EX-5.1 2 d244463dex51.htm EX-5.1 EX-5.1

Exhibit 5.1

 

  

LOGO

 

Norton Rose Fulbright US LLP

1301 McKinney, Suite 5100
Houston, Texas 77010-3095
United States

August 19, 2016    Tel +1 713 651 5151
Fax +1 713 651 5246
nortonrosefulbright.com

DXP Enterprises, Inc.

7272 Pinemont

Houston, Texas 77040

Ladies and Gentlemen:

We have acted as counsel to DXP Enterprises, Inc., a Texas corporation (the “Company”), in connection with the registration under the Securities Act of 1933, as amended (the “Securities Act”), of an aggregate of 500,000 shares (the “Shares”) of the Company’s common stock, par value $0.01 per share, that are reserved for issuance under the DXP Enterprises, Inc. 2016 Omnibus Incentive Plan (the “Plan”), as described in the Company’s Registration Statement on Form S-8 (as may subsequently be amended, the “Registration Statement”).

In connection with the foregoing, we have examined the Plan and originals or copies of the corporate records of the Company, certificates and other communications of public officials, certificates of officers of the Company and such other documents as we have deemed relevant or necessary for the purpose of rendering the opinions expressed herein. As to questions of fact material to those opinions, we have, to the extent we deemed appropriate, relied on certificates of officers of the Company and on certificates and other communications of public officials. We have assumed the genuineness of all signatures on, and the authenticity of, all documents submitted to us as originals, the conformity to authentic original documents of all documents submitted to us as copies thereof, the due authorization, execution and delivery by the parties thereto other than the Company of all documents examined by us, and the legal capacity of each individual who signed any of those documents.

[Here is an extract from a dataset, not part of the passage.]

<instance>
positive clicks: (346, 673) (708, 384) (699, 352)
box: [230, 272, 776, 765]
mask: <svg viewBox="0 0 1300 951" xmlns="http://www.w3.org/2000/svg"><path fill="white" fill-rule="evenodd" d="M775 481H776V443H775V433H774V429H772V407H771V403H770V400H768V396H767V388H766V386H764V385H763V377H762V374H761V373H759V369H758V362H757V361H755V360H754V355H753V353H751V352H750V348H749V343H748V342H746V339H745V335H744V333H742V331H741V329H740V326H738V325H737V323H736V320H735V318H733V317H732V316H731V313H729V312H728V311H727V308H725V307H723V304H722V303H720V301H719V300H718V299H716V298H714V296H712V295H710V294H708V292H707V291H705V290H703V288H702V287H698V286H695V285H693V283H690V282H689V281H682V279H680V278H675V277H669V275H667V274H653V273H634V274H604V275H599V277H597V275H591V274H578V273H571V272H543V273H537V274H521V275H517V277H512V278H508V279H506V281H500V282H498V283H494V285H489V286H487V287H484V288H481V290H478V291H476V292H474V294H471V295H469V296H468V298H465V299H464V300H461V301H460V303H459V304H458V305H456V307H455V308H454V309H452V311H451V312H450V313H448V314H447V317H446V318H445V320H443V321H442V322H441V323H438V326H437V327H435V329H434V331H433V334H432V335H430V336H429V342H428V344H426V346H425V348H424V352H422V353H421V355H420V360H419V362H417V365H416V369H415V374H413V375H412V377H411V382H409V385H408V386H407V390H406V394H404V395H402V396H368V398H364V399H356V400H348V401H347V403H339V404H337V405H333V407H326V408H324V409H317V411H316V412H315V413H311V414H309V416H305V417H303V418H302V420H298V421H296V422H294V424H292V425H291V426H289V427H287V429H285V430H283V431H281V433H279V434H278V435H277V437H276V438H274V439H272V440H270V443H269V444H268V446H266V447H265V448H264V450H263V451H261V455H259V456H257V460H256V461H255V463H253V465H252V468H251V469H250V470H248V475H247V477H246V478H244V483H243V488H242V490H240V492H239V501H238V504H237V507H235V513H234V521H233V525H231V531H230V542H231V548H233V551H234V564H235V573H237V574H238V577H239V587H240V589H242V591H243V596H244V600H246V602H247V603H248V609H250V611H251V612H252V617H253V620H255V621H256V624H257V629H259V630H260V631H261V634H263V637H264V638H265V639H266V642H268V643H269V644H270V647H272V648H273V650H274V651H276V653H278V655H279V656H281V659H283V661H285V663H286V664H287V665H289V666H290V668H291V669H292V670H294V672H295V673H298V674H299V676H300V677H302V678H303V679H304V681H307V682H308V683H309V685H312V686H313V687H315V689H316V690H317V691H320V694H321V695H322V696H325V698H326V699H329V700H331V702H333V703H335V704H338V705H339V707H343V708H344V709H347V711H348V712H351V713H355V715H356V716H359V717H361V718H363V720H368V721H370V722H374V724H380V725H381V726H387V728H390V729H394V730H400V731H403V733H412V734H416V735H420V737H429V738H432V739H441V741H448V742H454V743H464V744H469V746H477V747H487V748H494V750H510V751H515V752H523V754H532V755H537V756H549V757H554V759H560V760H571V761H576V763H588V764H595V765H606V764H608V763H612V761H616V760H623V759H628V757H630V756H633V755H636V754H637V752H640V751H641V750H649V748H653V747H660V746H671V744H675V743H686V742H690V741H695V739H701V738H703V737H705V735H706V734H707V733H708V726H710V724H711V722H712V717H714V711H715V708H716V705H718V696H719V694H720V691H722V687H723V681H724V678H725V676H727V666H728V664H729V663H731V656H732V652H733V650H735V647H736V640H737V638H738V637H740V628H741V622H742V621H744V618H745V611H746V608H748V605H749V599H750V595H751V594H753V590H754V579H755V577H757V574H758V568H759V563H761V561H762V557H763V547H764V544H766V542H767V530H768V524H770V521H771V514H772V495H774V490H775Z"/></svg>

Based upon the foregoing, and having due regard for such legal considerations as we deem relevant, we are of the opinion that the Shares, when issued and sold in the manner referred to in the Plan and pursuant to the agreements that accompany the Plan will be validly issued, fully paid and nonassessable.

The opinions expressed herein are limited exclusively to applicable federal laws of the United States of America, and applicable provisions of, respectively, the Texas Constitution, the Texas Business Organizations Code and reported judicial interpretations of such law, in each case as currently in effect, and we are expressing no opinion as to the effect of the laws of any other jurisdiction.

 

Norton Rose Fulbright US LLP is a limited liability partnership registered under the laws of Texas.

Norton Rose Fulbright US LLP, Norton Rose Fulbright LLP, Norton Rose Fulbright Australia, Norton Rose Fulbright Canada LLP, Norton Rose Fulbright South Africa (incorporated as Deneys Reitz, Inc.), each of which is a separate legal entity, are members of Norton Rose Fulbright Verein, a Swiss Verein. Details of each entity, with certain regulatory information, are at nortonrosefulbright.com. Norton Rose Fulbright Verein helps coordinate the activities of the members but does not itself provide legal services to clients.


DXP Enterprises, Inc.

August 19, 2016

Page 2

 

We hereby consent to the filing of this opinion as an exhibit to the Registration Statement and the reference to this firm wherever it appears in the Registration Statement. This consent is not to be construed as an admission that we are a party whose consent is required to be filed with the Registration Statement under the provisions of the Securities Act or the rules and regulations of the Securities and Exchange Commission promulgated thereunder.